Crawly (Crawly v0.17.2) View Source
Crawly is a fast high-level web crawling & scraping framework for Elixir.
Link to this section Summary
Functions
Fetches a given url. This function is mainly used for the spiders development when you need to get individual pages and parse them.
Returns a list of known modules which implements Crawly.Spider behaviour.
Loads spiders from a given directory and the simple storage
Parses a given response with a given spider. Allows to quickly see the outcome of the given :parse_item implementation.
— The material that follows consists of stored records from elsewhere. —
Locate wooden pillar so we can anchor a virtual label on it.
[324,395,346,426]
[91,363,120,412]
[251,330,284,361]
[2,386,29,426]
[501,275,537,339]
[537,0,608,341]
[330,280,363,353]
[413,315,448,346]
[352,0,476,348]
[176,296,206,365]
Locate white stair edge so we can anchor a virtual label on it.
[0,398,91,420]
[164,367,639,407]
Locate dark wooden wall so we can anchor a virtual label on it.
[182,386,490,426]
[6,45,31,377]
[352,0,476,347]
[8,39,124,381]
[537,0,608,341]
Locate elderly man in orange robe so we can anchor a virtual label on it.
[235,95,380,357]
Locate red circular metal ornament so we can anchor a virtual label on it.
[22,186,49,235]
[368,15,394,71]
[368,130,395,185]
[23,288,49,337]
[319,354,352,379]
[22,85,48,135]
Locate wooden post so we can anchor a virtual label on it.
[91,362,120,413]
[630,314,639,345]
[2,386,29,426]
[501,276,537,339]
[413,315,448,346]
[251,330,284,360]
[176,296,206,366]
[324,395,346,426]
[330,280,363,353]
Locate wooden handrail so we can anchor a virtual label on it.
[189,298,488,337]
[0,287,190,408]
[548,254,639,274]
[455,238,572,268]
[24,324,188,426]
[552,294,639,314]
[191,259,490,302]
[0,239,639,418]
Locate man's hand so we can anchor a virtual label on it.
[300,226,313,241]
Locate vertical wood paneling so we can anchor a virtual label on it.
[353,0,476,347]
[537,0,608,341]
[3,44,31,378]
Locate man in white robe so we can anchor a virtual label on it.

Link to this section Types
Specs
headers_opt() :: {:headers, [Crawly.Request.header()]}
Specs
parsed_item_result() :: Crawly.ParsedItem.t()
Specs
parsed_items() :: [any()]
Specs
Specs
request_opt() :: {:request_options, [Crawly.Request.option()]}
Specs
spider() :: module()
Specs
with_opt() :: {:with, nil | module()}
Link to this section Functions
Specs
fetch(url, opts) :: HTTPoison.Response.t() | {HTTPoison.Response.t(), parsed_item_result(), parsed_items(), pipeline_state()} when url: binary(), opts: [with_opt() | request_opt() | headers_opt()]
Fetches a given url. This function is mainly used for the spiders development when you need to get individual pages and parse them.
The fetched URL is being converted to a request, and the request is piped
through the middlewares specified in a config (with the exception of
Crawly.Middlewares.DomainFilter
, Crawly.Middlewares.RobotsTxt
)
Provide a spider with the :with
option to fetch a given webpage using that spider.
Fetching with a spider
To fetch a response from a url with a spider, define your spider, and pass the module name to the :with
option.
iex> Crawly.fetch("https://www.example.com", with: MySpider) {%HTTPoison.Response{...}, %{...}, [...], %{...}}
Using the :with
option will return a 4 item tuple:
- The HTTPoison response
- The result returned from the
parse_item/1
callback - The list of items that have been processed by the declared item pipelines.
- The pipeline state, included for debugging purposes.
Specs
list_spiders() :: [module()]
Returns a list of known modules which implements Crawly.Spider behaviour.
Should not be used for spider management. Use functions defined in Crawly.Engine
for that.
Specs
load_spiders() :: :ok
Loads spiders from a given directory and the simple storage
Specs
parse(response, spider) :: {:ok, result} when response: Crawly.Response.t(), spider: atom(), result: Crawly.ParsedItem.t()
Parses a given response with a given spider. Allows to quickly see the outcome of the given :parse_item implementation.